Bonnie Ryther said, "We have cattle and calves, horses, too, who all drink from the pond. We have ducks and geese and that Blue Heron, too, that use the pond. Who’s going to pay if something happens to them?"

According to Meyer, Veit, Inc. wants the Minnesota Department of Transportation’s permission to use a recycled partially-concrete material to surface the access road with eight inches of the material.

The Rythers wanted to know if anything was being done by Mower County to enforce the conditions of the CUP to the "letter of the law." Daryl W. Franklin, county zoning administrator, said the county always exercises due process in all zoning enforcement.

Glen W. Jacobsen, chief Mower County deputy prosecutor and legal counsel to the county board, said the discretion to pursue damages if zoning violations are proven is at the "discretion of the county board."

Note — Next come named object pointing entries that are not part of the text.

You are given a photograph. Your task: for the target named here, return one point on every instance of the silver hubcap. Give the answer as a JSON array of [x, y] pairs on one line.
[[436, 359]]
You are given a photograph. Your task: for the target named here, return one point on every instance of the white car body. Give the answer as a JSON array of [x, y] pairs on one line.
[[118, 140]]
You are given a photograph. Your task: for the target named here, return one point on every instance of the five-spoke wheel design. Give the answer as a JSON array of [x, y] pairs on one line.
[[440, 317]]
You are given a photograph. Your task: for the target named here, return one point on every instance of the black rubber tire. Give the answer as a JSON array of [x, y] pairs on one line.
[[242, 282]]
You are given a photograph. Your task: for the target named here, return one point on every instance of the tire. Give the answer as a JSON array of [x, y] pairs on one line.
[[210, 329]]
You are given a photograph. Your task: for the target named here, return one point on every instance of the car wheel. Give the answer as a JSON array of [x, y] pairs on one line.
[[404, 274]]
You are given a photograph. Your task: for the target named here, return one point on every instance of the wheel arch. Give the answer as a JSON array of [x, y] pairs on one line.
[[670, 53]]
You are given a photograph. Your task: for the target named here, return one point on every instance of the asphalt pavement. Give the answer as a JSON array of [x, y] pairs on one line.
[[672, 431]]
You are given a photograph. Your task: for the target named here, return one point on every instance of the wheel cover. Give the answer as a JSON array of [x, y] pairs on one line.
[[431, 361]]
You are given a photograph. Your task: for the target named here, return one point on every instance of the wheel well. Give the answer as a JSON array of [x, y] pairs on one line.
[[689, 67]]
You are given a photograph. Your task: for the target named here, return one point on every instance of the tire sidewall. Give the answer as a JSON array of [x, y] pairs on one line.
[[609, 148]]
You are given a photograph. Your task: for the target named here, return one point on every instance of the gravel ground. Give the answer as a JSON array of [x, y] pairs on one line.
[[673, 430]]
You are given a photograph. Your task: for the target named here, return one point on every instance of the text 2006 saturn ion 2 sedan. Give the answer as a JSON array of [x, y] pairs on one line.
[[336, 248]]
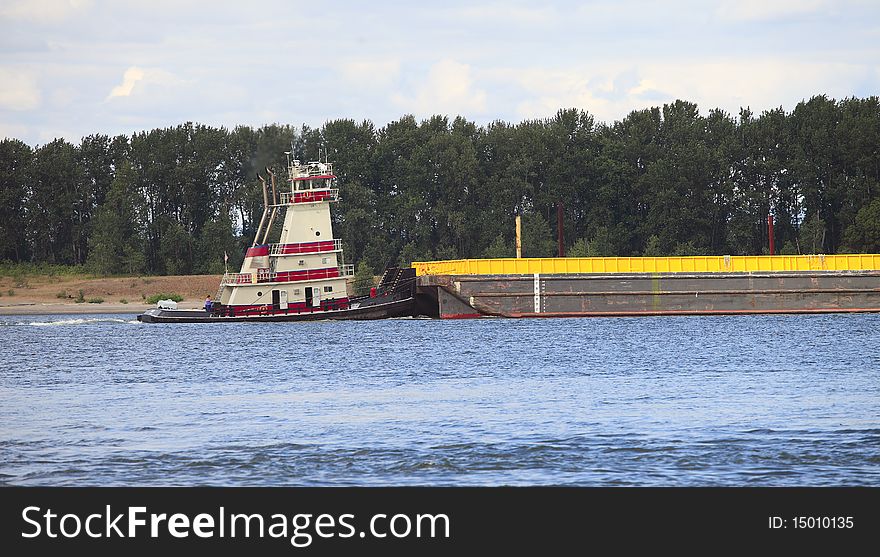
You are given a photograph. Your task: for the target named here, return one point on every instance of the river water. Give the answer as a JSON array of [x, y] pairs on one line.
[[665, 401]]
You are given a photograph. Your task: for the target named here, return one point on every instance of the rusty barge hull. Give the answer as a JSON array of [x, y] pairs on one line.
[[635, 294]]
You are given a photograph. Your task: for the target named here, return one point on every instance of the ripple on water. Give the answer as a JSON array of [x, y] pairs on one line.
[[618, 402]]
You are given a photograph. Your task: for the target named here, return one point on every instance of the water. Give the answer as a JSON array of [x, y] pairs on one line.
[[671, 401]]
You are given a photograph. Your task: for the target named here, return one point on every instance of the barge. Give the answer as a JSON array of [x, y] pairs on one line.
[[633, 286]]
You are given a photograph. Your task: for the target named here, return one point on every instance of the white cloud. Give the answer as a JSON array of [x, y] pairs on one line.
[[129, 80], [12, 131], [43, 11], [508, 12], [18, 90], [373, 74], [729, 84], [764, 10], [135, 79], [448, 89]]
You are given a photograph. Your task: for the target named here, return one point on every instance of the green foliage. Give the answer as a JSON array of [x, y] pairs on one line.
[[602, 244], [812, 235], [662, 180], [652, 247], [363, 279], [499, 248], [116, 243], [684, 249], [789, 248], [537, 238], [864, 232], [156, 297], [578, 249]]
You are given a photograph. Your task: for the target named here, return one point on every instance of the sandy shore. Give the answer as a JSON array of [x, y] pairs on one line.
[[58, 294], [43, 308]]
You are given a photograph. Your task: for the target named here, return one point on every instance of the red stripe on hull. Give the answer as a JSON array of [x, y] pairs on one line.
[[311, 196], [461, 315], [321, 177], [257, 251], [292, 307], [292, 276], [306, 247]]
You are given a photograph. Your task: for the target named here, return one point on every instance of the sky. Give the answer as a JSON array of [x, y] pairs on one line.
[[72, 68]]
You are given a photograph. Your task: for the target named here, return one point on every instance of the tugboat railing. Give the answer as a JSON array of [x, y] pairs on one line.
[[259, 277], [309, 196], [309, 248]]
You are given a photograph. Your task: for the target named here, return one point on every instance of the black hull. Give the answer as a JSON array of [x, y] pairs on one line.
[[366, 310]]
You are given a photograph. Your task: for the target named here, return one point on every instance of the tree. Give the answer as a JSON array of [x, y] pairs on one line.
[[15, 167], [116, 245]]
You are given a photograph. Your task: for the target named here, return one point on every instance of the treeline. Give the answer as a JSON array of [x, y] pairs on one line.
[[661, 181]]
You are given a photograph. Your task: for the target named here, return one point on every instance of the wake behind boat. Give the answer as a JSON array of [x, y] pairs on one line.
[[302, 277]]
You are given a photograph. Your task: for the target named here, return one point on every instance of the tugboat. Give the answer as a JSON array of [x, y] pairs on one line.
[[303, 276]]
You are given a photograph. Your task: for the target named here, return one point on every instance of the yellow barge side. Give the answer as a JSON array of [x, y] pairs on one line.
[[631, 265], [594, 286]]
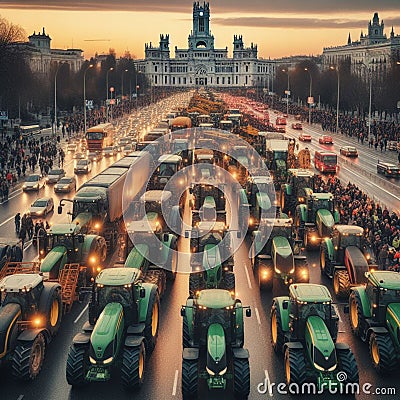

The access road is 3/8 mile long and there is not enough room on the north side, which borders the Rythers’ land, to grow a vegetative barrier; a suggestion of Ray Tucker, 4th District county commissioner.

"The road is only five feet from the Rythers’ fence line and that’s too close to capture any direct benefits for dust control from a vegetative barrier," consulting engineer Meyer said.

"That means the only real cure is to asphalt the road," said Dave Hillier, 3rd District county commissioner. Hillier made a motion to table action on the requested amendments in order to ask Veit, Inc. to consider asphalt surfacing of the access road. Len Miller, 4th District county commissioner, seconded Hillier’s motion.

The consulting engineer said Veit, Inc. may not have a "real desire" to pave the access road.

"They were perfecting happy with those conditions on their permit a year ago," Billy Ryther reminded all.

Bonnie Ryther had the last comment before the commissioners voted.

"Are these things, these suggestions being brought up now to soothe our consciences or are we going to keep going in circles until we solve this once and for all?" she said.

The commissioners voted to table the requests for CUP amendments until 10 a.m. Aug. 10.